1 dddd1000 (205.10.11.12) 0.356 ms 0.315 ms 0.291 ms

2 129.200.90.50 (129.200.90.50) 0.367 ms 0.299 ms 0.280 ms

3 130.211.80.51 (130.211.80.51) 0.390 ms 0.346 ms 0.361 ms

4 rtr111 (131.211.18.200) 11.188 ms 11.154 ms 11.632 ms

5 193.80.12.21 ( 193.80.12.21) 12.075 ms 18.649 ms 11.059 ms

6 192.55.180.172 (192.55.180.172) 12.011 ms 12.456 ms 12.037 ms

7 192.55.180.175 (192.55.180.175) 14.139 ms 12.303 ms 12.178 ms

8 192.55.180.172 (192.55.180.172) 12.418 ms 12.082 ms 12.297 ms

9 192.55.180.175 (192.55.180.175) 12.270 ms 12.220 ms 12.117 ms

10 192.55.180.172 (192.55.180.172) 12.460 ms 12.226 ms

11 192.55.180.175 (192.55.180.175) 12.136 ms 12.167 ms 12.193 ms

* changed the IPs of the original traceroute.

The ip 192.55.180.172

is a firewall IP and

192.55.180.175 is a router IP. Both these

IPs are in the same subnet.

What are the possible cause of this bouncing ? To me it looks like there is no route

after the firewall and therefore it keeps bouncing between the firewall and the router. Would

this assumption be true ?

Cheers,

- sn -

3 Replies 3

Jon Marshall
Hall of Fame
Hall of Fame

Sn

It looks like you have a routing loop. The firewall sends the packet to 192.55.180.175 which is the router IP. But the router thinks that to get to 200.10.20.30 it needs to send the packet back to the firewall.

You need to look at the routing table on the router to find out why.

Jon

Hi Jon,

Thanks.

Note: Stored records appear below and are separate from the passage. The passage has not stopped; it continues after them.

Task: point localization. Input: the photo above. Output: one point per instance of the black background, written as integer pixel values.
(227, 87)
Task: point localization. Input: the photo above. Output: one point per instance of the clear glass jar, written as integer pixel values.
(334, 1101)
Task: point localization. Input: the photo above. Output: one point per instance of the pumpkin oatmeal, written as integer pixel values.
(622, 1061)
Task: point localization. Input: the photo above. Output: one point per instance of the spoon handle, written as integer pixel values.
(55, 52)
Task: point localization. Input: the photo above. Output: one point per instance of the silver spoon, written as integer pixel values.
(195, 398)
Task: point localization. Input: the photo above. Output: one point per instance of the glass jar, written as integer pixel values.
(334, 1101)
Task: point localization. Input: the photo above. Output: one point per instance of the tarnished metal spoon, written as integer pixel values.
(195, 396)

The way I am understanding this is that when it reaches the FW, it sends it back to

the router and it bounces on and on. Therefore, if I put the next hop on the FW to reach its

next hop, the problem would be solved.

So I think that if I add a static route to point to the next hop on the FW, the loop

will stop.

Thank you,

Cheers,

- sn -

sn

If the next hop from the firewall should not be that router then yes you are correct.

If the next hop should be that router you need to check that router.